In this phase we will add value to the data we have previously collected by semantically enriching it.

Objectives:

After you complete this tutorial you will have learned the following:

  1. How to add NI’s to your entity metadata

  2. How to add rdf:types to your entities

  3. How to add namespaces to your entities

Prerequisites

Before starting on this tutorial we suggest you complete the Collect data tutorial as we will use that data in this tutorial.



Add semantic value

In this step we will add semantic value to our data.

The Hubspot Data

In order to semantically enrich your HubSpot company data, follow the steps below.

  1. Navigate to Pipes

  2. Click on New pipe

  3. Paste and save the DTL configuration below

  4. Press Start to ensure your pipe runs

  5. Press refresh to see number of entities processed (should be 10).

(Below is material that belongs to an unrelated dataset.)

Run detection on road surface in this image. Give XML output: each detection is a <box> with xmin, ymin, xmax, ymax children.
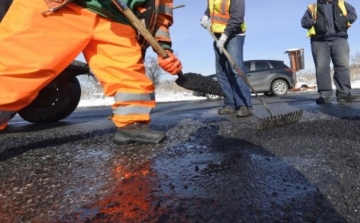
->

You can also see them in the pipe’s output page.

{
  "_id": "hubspot-company-enrich",
  "type": "pipe",
  "source": {
    "type": "dataset",
    "dataset": "hubspot-company-collect"
  },
  "transform": {
    "type": "dtl",
    "rules": {
      "default": [
        ["copy", "*"],
        ["merge-union",
          ["apply", "contact-ni", "_S.associations.contacts.results"]
        ],
        ["add", "rdf:type",
          ["ni", "hubspot:company"]
        ]
      ],
      "contact-ni": [
        ["add",
          ["concat", "_S.type", "-ni"],
          ["ni", "hubspot-contact", "_S.id"]
        ]
      ]
    }
  },
  "add_namespaces": true,
  "namespaces": {
    "identity": "hubspot-company",
    "property": "hubspot-company"
  }
}

The companies in the pipe’s output should now have two new properties consisting of NIs to the respective company’s contacts, one property for each type of contact association, like the following example for hubspot-company:5633255395.

"hubspot-company:company_to_contact-ni": [
  "~:hubspot-contact:5751",
  "~:hubspot-contact:5803",
  "~:hubspot-contact:6151"
],
"hubspot-company:company_to_contact_unlabeled-ni": [
  "~:hubspot-contact:5751",
  "~:hubspot-contact:5803",
  "~:hubspot-contact:6151"
]

The Enhetsregisteret Data

For the Enhetsregisteret data we will only add namespaces and the rdf:type property.

Follow the steps below to create the Enrich pipe for the Enhetsregisteret data.

  1. Navigate to Pipes

  2. Click on New pipe

  3. Paste and save the DTL configuration below

  4. Press Start to ensure your pipe runs

  5. Press refresh to see number of entities processed (should be 10). You can also see them in the pipe’s output page.

{
  "_id": "enhetsregisteret-company-enrich",
  "type": "pipe",
  "source": {
    "type": "dataset",
    "dataset": "enhetsregisteret-company-collect"
  },
  "transform": {
    "type": "dtl",
    "rules": {
      "default": [
        ["copy", "*"],
        ["add", "rdf:type",
          ["ni", "enhetsregisteret:company"]
        ]
      ]
    }
  },
  "add_namespaces": true,
  "namespaces": {
    "identity": "enhetsregisteret-company",
    "property": "enhetsregisteret-company"
  }
}

On the output entities you should now see namespaces on every property and the new rdf:type property.